Cervical cancer is the fourth most frequent cancer in women throughout the world, followed by lung cancer, colon cancer, and breast cancer [1]. Patients with cervical cancer are usually diagnosed in the advanced stage. Locally advanced cervical cancer (LACC) refers to local tumor with a diameter greater than 4 cm in the narrow sense and refers to stage IB2-IVA cervical cancer in the broad sense [2]. The latest National Comprehensive Cancer Network (NCCN) guidelines recommend concurrent chemoradiation therapy (CCRT) including external radiotherapy and brachytherapy, which is the standard treatment method for LACC patients [3, 4]. Although CCRT can reduce recurrence and improve survival, clinical outcomes in patients are far from satisfactory.
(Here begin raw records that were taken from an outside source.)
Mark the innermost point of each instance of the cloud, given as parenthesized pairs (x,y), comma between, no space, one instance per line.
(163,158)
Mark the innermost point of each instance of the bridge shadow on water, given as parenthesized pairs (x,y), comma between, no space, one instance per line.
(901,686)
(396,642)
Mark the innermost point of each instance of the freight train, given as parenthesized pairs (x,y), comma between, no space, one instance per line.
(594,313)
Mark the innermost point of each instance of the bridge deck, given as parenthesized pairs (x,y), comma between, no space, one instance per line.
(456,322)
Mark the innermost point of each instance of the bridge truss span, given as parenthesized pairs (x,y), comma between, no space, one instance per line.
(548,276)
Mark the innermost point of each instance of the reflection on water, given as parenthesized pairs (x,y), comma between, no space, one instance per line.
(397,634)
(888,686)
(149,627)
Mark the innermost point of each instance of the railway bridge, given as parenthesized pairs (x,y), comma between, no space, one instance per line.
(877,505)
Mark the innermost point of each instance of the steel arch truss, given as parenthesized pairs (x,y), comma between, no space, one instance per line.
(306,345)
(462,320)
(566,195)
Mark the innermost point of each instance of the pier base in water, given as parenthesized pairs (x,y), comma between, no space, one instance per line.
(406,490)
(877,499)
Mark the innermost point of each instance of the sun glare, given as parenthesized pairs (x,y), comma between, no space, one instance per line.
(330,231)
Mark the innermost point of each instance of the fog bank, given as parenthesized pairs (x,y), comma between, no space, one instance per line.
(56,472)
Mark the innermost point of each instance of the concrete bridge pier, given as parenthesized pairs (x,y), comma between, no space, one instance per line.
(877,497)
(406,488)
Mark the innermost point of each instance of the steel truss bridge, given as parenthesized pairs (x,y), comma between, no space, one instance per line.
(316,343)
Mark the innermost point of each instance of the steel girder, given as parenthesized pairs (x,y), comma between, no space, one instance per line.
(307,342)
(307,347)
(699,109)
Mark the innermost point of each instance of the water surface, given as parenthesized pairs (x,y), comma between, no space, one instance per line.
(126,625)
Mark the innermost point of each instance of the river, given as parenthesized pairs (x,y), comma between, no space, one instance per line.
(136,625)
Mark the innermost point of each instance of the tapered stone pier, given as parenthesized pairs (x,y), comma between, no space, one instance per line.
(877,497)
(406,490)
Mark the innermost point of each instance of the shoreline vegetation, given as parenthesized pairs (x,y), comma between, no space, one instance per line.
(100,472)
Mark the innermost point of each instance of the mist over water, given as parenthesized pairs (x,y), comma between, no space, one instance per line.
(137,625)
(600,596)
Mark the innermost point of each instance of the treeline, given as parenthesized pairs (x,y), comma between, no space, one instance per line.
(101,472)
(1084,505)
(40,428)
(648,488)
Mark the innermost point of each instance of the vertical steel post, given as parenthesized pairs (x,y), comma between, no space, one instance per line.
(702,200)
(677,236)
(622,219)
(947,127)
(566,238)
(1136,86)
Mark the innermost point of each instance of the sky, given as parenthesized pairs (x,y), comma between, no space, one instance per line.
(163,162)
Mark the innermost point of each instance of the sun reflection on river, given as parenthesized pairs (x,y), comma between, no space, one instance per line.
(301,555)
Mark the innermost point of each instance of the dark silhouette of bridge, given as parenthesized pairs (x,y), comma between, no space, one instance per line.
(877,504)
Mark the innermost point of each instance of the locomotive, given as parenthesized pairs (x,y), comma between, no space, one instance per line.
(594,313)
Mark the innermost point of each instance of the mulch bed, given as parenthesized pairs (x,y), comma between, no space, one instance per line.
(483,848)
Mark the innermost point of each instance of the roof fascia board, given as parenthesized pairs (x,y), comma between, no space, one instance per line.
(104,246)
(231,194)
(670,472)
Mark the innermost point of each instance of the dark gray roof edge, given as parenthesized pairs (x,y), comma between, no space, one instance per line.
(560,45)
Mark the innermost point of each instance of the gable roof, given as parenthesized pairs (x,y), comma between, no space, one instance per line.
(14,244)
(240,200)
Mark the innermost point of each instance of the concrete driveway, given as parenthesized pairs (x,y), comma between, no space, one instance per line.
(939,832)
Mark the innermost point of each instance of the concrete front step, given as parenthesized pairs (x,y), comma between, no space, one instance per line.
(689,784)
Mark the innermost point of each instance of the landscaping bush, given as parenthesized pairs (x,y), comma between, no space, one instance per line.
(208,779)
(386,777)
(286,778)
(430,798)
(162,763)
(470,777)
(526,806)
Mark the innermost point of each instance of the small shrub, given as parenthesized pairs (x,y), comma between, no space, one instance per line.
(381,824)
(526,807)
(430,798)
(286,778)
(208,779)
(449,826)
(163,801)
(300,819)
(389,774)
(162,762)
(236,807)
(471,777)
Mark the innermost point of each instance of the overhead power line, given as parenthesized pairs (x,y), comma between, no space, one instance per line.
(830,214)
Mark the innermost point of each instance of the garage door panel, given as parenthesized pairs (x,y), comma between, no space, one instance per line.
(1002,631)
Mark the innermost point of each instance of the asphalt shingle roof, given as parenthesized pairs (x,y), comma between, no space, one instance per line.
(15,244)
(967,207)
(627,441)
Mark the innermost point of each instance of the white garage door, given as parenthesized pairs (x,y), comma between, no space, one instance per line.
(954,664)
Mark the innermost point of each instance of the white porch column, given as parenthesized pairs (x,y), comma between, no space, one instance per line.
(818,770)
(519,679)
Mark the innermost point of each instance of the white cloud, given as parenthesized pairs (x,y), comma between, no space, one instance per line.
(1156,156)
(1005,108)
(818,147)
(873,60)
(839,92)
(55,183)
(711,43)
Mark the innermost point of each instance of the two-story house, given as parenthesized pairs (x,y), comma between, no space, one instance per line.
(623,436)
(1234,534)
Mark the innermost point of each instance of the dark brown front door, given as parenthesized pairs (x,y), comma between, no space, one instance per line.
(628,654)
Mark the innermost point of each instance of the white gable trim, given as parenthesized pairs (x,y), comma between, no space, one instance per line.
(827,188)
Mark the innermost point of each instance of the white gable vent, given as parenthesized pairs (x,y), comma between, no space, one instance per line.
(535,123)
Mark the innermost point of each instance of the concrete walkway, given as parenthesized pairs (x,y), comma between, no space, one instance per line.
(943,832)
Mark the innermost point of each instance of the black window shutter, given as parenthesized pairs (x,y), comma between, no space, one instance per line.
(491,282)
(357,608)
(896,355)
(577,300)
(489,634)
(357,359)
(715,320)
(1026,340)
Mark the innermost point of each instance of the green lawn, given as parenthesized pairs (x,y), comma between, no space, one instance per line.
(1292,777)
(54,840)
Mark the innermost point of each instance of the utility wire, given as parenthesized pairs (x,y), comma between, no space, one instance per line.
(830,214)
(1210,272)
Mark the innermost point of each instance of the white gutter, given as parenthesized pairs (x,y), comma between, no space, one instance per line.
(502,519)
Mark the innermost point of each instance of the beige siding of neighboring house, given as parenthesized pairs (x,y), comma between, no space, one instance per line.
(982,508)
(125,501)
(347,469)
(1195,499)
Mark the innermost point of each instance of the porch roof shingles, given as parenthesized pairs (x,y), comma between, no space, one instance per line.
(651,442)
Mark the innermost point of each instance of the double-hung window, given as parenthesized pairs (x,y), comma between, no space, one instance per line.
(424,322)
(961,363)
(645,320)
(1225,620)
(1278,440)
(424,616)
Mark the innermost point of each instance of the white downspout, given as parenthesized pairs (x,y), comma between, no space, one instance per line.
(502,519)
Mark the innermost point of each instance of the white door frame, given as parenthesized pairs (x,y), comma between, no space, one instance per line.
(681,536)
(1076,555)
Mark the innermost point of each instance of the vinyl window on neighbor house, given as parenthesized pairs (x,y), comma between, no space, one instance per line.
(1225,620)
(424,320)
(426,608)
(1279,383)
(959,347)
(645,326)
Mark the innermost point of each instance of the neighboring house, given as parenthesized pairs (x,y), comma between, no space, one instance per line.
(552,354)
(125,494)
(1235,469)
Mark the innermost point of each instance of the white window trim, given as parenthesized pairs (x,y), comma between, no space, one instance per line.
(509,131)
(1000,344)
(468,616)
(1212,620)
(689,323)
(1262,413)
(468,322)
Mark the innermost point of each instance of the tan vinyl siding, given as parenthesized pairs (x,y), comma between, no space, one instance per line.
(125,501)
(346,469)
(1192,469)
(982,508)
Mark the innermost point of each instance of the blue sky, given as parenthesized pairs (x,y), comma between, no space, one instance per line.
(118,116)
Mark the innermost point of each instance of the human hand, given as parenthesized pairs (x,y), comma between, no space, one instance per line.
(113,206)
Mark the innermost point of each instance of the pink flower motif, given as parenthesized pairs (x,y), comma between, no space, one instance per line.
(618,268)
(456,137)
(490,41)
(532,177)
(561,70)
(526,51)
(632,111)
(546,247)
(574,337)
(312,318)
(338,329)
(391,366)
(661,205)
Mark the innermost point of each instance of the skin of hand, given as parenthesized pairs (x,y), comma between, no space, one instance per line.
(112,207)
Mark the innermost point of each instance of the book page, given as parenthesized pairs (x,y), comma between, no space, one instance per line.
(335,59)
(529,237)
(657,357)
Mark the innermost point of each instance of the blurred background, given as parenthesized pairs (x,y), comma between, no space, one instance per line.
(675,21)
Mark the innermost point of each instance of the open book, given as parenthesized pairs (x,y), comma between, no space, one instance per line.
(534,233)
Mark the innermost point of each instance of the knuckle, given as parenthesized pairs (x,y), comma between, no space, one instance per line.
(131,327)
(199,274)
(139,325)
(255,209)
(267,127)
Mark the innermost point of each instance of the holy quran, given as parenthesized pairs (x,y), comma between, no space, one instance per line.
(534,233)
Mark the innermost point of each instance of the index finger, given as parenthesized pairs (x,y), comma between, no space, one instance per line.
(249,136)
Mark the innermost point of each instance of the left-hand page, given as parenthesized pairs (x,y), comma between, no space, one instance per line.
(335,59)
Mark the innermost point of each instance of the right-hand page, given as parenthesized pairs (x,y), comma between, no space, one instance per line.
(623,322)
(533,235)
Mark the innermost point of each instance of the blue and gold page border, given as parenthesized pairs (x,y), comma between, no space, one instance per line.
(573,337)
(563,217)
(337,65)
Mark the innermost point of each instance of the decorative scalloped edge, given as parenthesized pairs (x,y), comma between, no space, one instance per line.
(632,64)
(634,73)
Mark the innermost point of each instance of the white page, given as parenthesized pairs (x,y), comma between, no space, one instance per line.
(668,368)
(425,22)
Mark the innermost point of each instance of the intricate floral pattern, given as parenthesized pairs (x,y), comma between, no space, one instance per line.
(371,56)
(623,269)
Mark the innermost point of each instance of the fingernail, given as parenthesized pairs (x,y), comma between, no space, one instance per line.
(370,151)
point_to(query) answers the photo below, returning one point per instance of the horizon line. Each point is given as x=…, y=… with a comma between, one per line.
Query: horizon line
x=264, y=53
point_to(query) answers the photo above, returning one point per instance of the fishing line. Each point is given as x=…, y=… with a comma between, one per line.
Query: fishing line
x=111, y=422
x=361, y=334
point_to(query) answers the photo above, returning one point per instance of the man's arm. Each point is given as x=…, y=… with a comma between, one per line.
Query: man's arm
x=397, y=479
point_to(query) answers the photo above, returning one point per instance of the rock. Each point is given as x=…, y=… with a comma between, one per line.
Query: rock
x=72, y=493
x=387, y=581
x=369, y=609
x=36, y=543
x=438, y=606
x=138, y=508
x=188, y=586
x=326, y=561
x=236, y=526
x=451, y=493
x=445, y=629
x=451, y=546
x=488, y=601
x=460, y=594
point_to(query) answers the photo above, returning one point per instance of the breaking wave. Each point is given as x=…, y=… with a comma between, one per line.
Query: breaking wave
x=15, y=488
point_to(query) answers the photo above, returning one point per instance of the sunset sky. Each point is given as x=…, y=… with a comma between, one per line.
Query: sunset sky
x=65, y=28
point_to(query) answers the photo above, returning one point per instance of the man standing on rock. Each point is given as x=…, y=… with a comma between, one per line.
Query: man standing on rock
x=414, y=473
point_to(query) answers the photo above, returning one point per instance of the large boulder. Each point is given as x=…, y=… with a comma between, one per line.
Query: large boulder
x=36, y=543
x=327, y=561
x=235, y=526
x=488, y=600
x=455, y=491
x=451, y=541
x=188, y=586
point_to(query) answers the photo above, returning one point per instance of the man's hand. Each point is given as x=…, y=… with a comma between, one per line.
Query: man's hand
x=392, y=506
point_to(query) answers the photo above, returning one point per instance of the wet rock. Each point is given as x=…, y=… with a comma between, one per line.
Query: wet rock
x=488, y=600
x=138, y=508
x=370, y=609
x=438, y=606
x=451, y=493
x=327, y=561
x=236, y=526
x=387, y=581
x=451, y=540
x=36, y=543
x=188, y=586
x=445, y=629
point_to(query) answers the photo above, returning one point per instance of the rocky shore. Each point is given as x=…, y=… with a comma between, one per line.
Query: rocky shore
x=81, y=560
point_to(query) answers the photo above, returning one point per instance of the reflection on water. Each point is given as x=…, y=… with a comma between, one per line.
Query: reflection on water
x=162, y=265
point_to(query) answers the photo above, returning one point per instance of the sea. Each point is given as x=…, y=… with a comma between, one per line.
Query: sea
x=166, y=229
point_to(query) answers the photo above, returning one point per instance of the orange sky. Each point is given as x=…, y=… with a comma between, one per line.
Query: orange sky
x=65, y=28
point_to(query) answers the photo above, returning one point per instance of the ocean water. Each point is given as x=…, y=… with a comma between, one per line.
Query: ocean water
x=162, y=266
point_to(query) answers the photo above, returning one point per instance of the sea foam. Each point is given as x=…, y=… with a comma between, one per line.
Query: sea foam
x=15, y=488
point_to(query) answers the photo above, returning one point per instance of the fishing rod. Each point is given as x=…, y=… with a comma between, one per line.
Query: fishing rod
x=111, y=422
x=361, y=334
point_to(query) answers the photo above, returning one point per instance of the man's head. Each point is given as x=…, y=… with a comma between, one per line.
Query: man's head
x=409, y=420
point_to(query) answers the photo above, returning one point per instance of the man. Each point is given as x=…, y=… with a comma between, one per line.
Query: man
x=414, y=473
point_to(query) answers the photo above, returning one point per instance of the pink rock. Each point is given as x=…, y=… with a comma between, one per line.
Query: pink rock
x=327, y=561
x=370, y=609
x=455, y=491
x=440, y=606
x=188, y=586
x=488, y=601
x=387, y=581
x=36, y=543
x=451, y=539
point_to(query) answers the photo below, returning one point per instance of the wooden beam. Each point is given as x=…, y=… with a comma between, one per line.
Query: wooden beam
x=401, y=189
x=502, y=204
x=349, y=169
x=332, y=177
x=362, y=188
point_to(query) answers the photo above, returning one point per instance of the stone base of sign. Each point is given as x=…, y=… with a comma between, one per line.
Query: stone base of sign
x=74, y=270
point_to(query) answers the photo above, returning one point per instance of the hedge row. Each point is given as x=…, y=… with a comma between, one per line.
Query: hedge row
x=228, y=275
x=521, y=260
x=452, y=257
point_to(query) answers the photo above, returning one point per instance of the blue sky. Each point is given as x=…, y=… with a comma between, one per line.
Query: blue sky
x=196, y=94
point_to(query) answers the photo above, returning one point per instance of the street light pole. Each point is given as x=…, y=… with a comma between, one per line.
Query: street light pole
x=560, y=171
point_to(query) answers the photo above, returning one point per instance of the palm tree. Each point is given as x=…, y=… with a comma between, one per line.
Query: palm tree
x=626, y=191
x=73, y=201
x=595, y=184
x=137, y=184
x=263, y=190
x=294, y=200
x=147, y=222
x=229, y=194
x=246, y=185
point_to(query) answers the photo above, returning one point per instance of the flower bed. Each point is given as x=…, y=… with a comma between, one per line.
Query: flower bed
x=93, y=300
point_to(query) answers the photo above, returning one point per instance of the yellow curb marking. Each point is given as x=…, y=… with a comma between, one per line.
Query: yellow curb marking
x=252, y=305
Several studies compared the efficacy of platinum-based chemotherapy combinations in advanced cervical cancer patients. For example, a phase III randomized controlled trial compares the efficacy and safety of cisplatin with or without S-1 in stage IVB, recurrent, or persistent cervical cancer patients, while S-1 plus cisplatin does not show superiority over cisplatin alone in OS but it remarkably increases PFS [5]. Another retrospective study compared the efficacy of paclitaxel/ifosfamide/platinum triplet and paclitaxel/cisplatin doublet on patients with metastatic, recurrent, or persistent cervical cancer, showing a higher response rate than paclitaxel/platinum without an increase in severe complications [6]. Therefore, it was speculated that platinum-based combination chemotherapy may be an effective measure for CCRT in LACC patients, though in some studies this therapy did not show an advantage. Combination chemotherapy with cisplatin and paclitaxel along with radiotherapy in LACC patients is well-tolerated, but it seems that no increase existed in tumor response and progression-free survival (PFS) [7]. It was also suggested that adding gemcitabine at the CCRT phase does not provide substantially superior results, but treatment toxicities may be increased [8]. Therefore, the survival benefit of combination chemotherapy remained to be confirmed. This study compared the efficacy and safety of CCRT with platinum-based dual drug therapy versus CCRT with platinum monotherapy in the treatment of LACC via systematic review and meta-analysis, so as to offer references for the treatment selection of LACC patients.


Literature retrieval

Current systematic reviews and meta-analyses followed Preferred Reporting Items for Systematic reviews and Meta-Analyses (PRIAMA) statement [9]. Relevant literature in PubMed, EMBASE, Web of Science, The Cochrane Library and other databases were searched from their establishment to October 2020, using the keywords: ‘cervical cancer’, ‘cervical carcinoma’, ‘uterine cervix cancer’, ‘concurrent chemoradiotherapy’, ‘CCRT’, ‘concurrent radiotherapy and chemotherapy’ and ‘chemoradiotherapy’ in the ‘title’ and ‘abstract’ section with Medical Subject Heading (MeSH) terms and their combinations. All retrieved literature and their references were reviewed to include all literature that might meet the requirements. The specific retrieval strategy was as follows: (((cervical[Title/Abstract]) OR (cervix*[Title/Abstract])) AND (((cancer*[Title/Abstract]) OR (carcinoma*[Title/Abstract])) OR (neoplasm*[Title/Abstract]))) AND (((Chemoradiotherap*[Title/Abstract]) OR (Radiochemotherap*[Title/Abstract])) AND (((Concurrent[Title/Abstract]) OR (Synchronous*[Title/Abstract])) OR (Concomitant*[Title/Abstract]))).

Selection of literature

The relevant literature was selected based on the following criteria: (1) Subjects: patients were pathologically diagnosed with LACC (clinical stage IIB-IVA according to the International Federation of Gynecology and Obstetrics (FIGO)); (2) All the included studies were retrospective or prospective randomized controlled trials comparing CCRT with platinum-based dual drug therapy versus CCRT with platinum monotherapy; (3) The primary endpoint indicators included OS and PFS, and the secondary endpoint indicator included grade 3 and above adverse reactions caused by chemotherapy. Exclusion criteria: (1) Studies of patients (FIGO IB-IIB) receiving preoperative neoadjuvant chemoradiotherapy or postoperative adjuvant CCRT; (2) Patients with recurrences or distant metastases and patients with severe medical diseases (performance status (PS) ≥ 2); (3) Non-English literature or Chinese literature; (4) Comments, reviews, meta-analyses, case reports, letters, expert opinions, etc.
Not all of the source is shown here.